P76.52 Liquid Biopsy and PET Parameters as Predictive Factors of Osimertinib Treatment in Advanced EGFR-Mutated NSCLC

Abstract

Osimertinib resistance constitutes a major challenge for the management of advanced EGFR-mutated (adv-EGFR+) NSCLC and the identification of predictive factors is largely needed. We aimed to investigate a putative role of liquid biopsy (LB) and metabolic parameters in predicting response to osimertinib. We prospectively enrolled adv-EGFR+ NSCLC patients (pts) who were treated with osimertinib both in first- (1L) and second-line (2L).
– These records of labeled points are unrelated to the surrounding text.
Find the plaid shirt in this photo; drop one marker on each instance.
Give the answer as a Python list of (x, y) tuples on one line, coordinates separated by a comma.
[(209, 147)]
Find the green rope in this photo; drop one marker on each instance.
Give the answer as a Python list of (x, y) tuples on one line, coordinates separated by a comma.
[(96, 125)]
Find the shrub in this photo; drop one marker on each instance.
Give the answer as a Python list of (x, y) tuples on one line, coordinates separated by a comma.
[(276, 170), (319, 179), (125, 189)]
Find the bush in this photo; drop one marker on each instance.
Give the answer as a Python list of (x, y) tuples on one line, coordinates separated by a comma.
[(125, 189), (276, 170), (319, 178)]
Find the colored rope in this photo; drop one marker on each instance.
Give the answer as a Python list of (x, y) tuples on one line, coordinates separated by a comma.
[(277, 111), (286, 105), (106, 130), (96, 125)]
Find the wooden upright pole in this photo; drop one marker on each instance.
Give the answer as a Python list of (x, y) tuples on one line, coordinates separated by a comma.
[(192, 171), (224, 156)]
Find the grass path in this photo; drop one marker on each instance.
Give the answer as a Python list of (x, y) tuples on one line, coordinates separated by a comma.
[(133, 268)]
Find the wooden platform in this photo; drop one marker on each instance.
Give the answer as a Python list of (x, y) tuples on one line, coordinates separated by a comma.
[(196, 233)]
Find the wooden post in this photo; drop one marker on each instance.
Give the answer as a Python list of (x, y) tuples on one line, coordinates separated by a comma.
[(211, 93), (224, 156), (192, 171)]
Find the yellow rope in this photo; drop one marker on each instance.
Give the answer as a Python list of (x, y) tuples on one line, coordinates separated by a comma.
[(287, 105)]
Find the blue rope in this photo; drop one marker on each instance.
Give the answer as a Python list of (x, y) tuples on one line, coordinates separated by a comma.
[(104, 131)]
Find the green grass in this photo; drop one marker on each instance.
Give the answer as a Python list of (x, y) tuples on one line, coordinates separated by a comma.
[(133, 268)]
Pts underwent LB before starting of osimertinib and EGFR activating mutation (EGFRact) allele frequency (AF) was assessed on circulating free DNA (cfDNA) by ddPCR. Pts with EGFRact AF > 0 were defined as shedders. FDG-PET was performed at baseline and after 1 month of treatment; metabolic response (MR) was assessed as per PERCIST 1.0 criteria. Tumor response was assessed by CT-scan after 2-3 months (mos) as per RECIST 1.1 criteria. FDG-PET parameters (maximum standardized uptake value [SUVmax], SUVpeak, lean body mass corrected SUV [SULpeak], total lesion glycolysis [TLG]) cut-offs were calculated using ROC curve analysis. 23 pts with adv-EGFR+ NSCLC (1L=15; 2L=8) were enrolled at the time of data cut-off (April 21th, 2020). Overall, mPFS was 7.1 mos (95% CI, 0.3-13.9) and mOS was not reached (Range, 1.1-17.9). Basal shedders had a significantly shorter mPFS compared to non-shedders (mPFS: 3.6 vs 17.0 mos, p<0.05). Among all FDG-PET parameters, basal TLG (bTLG) was significantly related to basal EGFRact AF (Spearman r: 0.57, 95%CI 0.17-0.81, p<0.05). Pts who had a high bTLG had a significantly shorter mPFS vs pts with a low bTLG (mPFS: 3.6 vs 14.2 mos, p<0.05). Pts who had a high bTLG and were shedders had a significantly shorter mPFS vs pts who had only 1 of the 2 features and who had none (mPFS: 3.0 vs 7.1 vs 17.0 mos, respectively, p<0.05). Among basal shedders (n=11), the clearance of EGFRact after 1 month was significantly associated with MR (p<0.05). Pts who achieved a MR at the 1-month FDG-PET had a significantly longer mPFS vs pts who did not (mPFS: 14.2 vs 5.5 mos, p<0.05). EGFRact shedding and high bTLG identified a poor responder group to osimertinib. Integration of basal and early cfDNA analysis and metabolic parameters might be a promising not-invasive approach to predict benefit to osimertinib.